Its parent company POSCO signed a memorandum of understanding in June 2005 with the state government of Odisha to construct a $12 billion steel plant. Various regulatory delays and controversies prevented the company from starting construction. The memorandum expired in June 2011, and as of April 2012, it has not been renewed. Apart from Odisha, POSCO India has project sites in the Karnataka state.
POSCO signed a Memorandum of Understanding (MoU) in June 2005, to incorporate an Indian subsidiary and build a steel plant in Odisha. Posco India was incorporated by POSCO in August 2005 with the Registrar of Companies, Odisha, under India's Companies Act 1956.
According to the MoU of 2005, POSCO agreed to invest in the Jagatsinghpur district of Odisha to establish an integrated plant to manufacture steel, mine iron ore and other ores, as well as the infrastructure necessary for its operation in Odisha. The MoU listed the following understanding between POSCO and the state of Odisha:
- Establish a FINEX/BF plant in phases. The first phase would be completed in two modules, together attracting a total of Rs. 218 billion ($5.1 billion) investment. The first phase would produce 6 million tons per year of crude steel, and 5.64 million tons per year of finished steel. The MoU mentioned a second phase, also to be completed in steps of two modules, together attracting a total of Rs. 215 billion ($5 billion) investment. The second phase would double the plant's capacity to 12 million tons per year of crude steel, and 11.28 million tons per year of finished steel.
- The state of Odisha promised to be a partner in development. The state agreed to acquire and provide three land parcels to POSCO: about 25 acres (10 ha) of land in Bhubaneswar for POSCO India to establish its Indian headquarters; about 4,000 acres (1,600 ha) in the state of Odisha to set up a steel plant, build port infrastructure, establish a storage yard for coking coal, and other associated facilities; and, about 2000 acres of land for POSCO to develop a township, recreational activities and all related social infrastructure – of which approximately 1,500 acres (610 ha) would be identified adjacent/near to the Steel project and remaining 500 acres (200 ha) near the mining location.

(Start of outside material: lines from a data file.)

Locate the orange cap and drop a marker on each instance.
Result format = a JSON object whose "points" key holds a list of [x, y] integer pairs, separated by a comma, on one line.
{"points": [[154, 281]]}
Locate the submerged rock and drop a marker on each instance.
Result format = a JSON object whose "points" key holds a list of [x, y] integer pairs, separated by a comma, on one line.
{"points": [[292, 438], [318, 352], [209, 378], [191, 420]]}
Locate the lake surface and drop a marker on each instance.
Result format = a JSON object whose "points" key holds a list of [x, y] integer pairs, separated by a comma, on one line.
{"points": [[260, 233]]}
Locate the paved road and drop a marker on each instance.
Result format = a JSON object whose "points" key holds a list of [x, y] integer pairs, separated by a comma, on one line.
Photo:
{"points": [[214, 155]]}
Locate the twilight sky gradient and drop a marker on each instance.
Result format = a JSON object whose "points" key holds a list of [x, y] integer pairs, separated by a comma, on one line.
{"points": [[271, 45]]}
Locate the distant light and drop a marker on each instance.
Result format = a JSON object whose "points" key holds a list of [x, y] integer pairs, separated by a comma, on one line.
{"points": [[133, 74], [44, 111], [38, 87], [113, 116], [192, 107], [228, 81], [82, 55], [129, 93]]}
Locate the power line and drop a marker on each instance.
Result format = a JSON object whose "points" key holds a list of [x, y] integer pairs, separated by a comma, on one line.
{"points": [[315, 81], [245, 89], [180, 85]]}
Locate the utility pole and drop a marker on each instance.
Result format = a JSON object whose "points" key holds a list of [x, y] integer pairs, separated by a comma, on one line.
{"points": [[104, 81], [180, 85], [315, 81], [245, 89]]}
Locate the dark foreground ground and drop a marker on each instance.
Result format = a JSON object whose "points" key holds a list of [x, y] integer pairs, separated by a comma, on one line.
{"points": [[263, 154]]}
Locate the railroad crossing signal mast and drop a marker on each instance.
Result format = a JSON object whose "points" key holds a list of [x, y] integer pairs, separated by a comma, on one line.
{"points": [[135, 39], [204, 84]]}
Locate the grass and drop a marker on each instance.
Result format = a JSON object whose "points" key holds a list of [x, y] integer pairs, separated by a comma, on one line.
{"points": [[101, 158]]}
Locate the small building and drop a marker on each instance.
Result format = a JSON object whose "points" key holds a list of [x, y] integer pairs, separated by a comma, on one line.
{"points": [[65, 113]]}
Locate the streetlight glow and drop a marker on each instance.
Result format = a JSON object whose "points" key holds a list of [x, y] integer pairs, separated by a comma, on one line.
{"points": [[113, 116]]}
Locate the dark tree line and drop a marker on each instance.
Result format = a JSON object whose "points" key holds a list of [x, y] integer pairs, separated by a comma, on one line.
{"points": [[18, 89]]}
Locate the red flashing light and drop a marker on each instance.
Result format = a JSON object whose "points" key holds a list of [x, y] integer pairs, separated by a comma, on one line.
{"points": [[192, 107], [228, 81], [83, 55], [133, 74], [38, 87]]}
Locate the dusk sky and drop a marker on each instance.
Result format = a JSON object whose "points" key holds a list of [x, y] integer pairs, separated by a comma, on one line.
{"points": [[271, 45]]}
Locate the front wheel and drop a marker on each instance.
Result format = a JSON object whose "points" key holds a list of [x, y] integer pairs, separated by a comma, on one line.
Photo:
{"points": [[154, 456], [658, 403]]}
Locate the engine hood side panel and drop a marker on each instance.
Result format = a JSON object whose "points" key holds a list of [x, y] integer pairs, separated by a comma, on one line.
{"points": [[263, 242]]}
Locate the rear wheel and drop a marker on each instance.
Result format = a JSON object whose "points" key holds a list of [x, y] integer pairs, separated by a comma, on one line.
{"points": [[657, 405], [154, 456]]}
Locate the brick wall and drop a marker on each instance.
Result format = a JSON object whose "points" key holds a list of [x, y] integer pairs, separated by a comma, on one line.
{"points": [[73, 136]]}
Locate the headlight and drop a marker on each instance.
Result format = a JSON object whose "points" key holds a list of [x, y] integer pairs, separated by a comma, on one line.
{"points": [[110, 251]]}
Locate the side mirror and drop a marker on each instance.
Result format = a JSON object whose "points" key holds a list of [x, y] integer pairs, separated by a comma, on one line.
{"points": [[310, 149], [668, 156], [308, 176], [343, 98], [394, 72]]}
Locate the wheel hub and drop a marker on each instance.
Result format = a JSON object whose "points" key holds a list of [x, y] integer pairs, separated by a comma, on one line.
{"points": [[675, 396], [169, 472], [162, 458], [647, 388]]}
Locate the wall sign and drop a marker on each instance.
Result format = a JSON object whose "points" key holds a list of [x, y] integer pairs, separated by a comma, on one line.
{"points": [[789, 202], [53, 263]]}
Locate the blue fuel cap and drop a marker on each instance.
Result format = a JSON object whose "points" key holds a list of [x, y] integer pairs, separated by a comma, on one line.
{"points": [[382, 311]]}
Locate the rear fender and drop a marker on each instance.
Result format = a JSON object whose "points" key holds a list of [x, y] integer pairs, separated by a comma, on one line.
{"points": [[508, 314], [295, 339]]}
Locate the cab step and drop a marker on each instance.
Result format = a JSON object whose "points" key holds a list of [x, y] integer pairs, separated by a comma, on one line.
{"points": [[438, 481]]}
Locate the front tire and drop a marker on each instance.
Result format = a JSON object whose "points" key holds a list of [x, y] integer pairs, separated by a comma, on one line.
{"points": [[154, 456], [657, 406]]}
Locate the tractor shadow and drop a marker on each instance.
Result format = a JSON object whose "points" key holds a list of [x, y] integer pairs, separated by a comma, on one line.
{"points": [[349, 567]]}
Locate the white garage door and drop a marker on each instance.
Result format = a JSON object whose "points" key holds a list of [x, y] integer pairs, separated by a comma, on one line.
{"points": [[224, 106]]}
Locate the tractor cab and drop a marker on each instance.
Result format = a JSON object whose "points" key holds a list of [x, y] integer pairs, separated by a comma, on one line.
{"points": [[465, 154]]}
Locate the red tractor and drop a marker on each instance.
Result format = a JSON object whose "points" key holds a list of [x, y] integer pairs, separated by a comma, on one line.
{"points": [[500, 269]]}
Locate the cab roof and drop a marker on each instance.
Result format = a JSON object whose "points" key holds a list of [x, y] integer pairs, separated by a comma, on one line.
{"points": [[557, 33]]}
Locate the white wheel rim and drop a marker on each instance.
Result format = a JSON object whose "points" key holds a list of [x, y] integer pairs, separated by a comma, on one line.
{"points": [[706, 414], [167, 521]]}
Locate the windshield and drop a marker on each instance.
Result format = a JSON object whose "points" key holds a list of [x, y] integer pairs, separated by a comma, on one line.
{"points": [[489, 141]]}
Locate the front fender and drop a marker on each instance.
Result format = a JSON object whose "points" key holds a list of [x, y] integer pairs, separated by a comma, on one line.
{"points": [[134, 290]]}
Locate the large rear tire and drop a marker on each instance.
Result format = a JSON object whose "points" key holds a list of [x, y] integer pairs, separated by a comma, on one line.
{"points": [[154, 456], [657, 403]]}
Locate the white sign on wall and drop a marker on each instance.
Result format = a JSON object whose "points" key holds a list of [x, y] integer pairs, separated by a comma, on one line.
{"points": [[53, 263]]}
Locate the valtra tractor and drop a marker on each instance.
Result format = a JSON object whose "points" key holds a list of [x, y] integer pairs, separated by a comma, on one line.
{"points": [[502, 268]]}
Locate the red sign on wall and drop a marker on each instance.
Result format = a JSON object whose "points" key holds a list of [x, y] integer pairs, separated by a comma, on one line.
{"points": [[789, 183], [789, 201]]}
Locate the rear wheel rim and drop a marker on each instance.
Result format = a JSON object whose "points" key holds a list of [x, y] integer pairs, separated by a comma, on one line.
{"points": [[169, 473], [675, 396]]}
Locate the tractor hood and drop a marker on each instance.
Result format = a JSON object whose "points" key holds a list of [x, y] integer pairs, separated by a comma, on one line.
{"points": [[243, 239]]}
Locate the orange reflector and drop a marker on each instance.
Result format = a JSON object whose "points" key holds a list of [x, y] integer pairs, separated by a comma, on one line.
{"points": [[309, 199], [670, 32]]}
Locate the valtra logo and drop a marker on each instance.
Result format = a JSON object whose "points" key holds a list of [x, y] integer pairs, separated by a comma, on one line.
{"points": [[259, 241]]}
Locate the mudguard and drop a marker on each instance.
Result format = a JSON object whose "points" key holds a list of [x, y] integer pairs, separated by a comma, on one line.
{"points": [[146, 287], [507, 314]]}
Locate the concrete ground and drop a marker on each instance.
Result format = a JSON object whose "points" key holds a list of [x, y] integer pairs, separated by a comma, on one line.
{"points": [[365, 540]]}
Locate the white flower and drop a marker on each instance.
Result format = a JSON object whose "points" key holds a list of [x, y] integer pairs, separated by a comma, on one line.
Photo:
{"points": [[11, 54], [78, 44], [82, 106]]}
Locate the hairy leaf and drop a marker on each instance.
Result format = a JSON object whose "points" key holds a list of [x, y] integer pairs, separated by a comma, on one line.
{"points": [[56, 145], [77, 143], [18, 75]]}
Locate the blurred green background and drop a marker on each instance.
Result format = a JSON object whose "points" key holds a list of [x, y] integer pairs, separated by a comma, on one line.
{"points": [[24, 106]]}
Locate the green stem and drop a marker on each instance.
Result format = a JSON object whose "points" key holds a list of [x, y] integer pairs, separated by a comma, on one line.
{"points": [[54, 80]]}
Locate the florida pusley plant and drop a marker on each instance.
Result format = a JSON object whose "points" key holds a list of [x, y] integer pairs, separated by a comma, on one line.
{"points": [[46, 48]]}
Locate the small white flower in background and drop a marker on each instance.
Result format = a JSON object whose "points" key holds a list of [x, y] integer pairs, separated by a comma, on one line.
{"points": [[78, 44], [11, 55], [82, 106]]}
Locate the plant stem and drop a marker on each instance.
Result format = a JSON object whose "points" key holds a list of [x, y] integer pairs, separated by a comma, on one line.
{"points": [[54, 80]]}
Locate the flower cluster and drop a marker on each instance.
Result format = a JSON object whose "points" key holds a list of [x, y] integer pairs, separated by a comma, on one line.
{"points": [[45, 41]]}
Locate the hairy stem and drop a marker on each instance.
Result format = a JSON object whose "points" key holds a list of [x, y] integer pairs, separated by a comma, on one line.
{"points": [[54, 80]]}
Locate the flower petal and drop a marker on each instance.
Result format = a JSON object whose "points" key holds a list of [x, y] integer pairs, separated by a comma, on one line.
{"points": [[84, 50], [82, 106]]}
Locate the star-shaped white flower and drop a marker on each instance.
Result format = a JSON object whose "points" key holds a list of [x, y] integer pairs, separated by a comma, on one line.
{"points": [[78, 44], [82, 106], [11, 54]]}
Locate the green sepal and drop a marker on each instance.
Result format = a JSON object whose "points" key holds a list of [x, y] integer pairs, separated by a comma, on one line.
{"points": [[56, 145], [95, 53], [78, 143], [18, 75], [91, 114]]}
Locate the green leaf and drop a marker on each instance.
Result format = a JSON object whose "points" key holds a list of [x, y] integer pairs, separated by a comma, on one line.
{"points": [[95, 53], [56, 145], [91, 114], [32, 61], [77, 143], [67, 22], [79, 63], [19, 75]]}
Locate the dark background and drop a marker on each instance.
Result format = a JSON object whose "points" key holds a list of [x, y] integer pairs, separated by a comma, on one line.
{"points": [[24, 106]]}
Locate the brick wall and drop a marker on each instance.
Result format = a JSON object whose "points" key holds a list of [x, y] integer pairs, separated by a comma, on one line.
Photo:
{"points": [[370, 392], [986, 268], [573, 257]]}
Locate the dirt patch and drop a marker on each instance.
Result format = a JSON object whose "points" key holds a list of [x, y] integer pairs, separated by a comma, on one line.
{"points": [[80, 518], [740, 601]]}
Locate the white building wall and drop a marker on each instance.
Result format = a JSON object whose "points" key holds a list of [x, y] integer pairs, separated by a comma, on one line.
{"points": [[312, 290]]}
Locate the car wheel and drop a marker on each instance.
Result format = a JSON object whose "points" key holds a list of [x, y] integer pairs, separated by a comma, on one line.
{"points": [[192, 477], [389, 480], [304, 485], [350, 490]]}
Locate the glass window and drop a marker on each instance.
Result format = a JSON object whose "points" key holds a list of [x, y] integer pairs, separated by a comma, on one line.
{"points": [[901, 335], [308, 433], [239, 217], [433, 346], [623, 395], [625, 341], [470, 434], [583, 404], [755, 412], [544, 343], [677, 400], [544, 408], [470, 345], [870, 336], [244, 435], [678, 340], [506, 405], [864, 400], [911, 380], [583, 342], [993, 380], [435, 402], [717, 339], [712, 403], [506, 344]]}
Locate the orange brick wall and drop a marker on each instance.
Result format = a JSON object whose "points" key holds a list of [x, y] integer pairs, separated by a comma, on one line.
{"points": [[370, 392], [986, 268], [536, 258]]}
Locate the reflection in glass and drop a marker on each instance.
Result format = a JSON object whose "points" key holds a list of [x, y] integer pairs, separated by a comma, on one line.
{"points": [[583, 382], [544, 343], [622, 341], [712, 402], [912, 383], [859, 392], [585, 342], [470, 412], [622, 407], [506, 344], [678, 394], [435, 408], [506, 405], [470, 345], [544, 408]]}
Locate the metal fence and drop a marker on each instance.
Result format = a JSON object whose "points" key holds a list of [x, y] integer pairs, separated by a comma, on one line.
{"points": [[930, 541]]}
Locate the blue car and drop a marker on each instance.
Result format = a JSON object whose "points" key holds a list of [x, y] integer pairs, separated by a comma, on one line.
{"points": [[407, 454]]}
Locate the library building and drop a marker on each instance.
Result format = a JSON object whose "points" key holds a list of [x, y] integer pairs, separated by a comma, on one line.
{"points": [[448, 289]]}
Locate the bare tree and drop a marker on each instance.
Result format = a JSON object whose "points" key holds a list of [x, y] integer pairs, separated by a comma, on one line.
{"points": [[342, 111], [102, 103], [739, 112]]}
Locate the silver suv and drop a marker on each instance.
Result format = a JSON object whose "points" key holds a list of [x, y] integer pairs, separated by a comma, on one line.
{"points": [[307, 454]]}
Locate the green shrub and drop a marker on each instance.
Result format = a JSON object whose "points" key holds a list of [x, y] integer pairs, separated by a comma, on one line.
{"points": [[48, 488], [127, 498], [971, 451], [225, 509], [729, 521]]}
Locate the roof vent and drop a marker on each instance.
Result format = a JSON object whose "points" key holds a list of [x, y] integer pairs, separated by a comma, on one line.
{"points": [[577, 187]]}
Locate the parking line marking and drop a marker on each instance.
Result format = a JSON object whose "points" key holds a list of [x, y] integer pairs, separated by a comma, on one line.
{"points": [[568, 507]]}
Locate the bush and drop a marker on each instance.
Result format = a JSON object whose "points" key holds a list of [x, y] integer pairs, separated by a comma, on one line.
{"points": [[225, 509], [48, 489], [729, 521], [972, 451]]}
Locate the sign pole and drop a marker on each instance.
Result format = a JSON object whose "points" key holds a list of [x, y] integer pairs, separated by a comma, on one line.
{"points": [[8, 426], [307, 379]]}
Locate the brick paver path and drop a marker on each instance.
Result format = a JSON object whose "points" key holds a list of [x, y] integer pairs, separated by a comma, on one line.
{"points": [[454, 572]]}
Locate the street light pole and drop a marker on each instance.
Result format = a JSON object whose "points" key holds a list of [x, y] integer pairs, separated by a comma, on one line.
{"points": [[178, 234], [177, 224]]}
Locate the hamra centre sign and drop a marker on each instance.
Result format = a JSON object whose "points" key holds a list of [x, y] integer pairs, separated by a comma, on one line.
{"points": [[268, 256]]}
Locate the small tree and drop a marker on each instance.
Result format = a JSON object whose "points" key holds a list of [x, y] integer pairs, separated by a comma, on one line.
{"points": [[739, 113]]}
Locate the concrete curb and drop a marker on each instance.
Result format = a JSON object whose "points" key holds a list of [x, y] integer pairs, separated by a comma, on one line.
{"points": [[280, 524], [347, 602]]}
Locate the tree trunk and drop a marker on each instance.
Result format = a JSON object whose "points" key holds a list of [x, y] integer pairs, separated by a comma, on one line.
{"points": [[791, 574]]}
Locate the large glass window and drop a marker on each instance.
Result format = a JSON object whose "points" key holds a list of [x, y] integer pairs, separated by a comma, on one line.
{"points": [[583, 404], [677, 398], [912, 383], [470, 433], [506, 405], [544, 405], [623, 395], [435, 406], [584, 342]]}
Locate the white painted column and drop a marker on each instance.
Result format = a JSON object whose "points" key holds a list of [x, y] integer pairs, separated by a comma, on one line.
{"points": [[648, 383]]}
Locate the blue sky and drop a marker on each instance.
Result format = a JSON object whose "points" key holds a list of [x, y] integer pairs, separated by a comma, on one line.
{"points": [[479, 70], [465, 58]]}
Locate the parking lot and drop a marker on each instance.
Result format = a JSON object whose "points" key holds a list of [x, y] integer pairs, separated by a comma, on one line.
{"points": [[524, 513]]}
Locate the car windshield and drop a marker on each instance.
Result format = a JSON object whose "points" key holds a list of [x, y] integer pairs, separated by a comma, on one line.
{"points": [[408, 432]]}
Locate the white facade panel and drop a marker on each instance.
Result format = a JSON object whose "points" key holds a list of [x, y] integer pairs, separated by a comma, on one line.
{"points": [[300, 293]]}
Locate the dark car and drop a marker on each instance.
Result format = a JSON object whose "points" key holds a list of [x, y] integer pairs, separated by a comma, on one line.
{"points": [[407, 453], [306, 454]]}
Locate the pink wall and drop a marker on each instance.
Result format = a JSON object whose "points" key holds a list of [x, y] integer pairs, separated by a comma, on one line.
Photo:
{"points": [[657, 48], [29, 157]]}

- The state of Odisha agreed to work with the central government of India to arrange necessary supplies and infrastructure for steel production by POSCO India. These supplies included water, electrical power, drainage and sewerage, licenses and permits to obtain coal and iron ore, rail links, and a highway road connection.
- POSCO India agreed to conduct a rapid Environment Impact Assessment (EIA) and prepare a detailed EIA Report and an Environment Management Plan (EMP) for the Project. The Government of Odisha agreed to provide any assistance requested by the Company during the time the EIA is conducted and the EMP is prepared. The state of Odisha also agreed in the MoU to use its best efforts to procure the grant of all environmental approvals and forest clearances from the central government of India within the minimum possible time for the project.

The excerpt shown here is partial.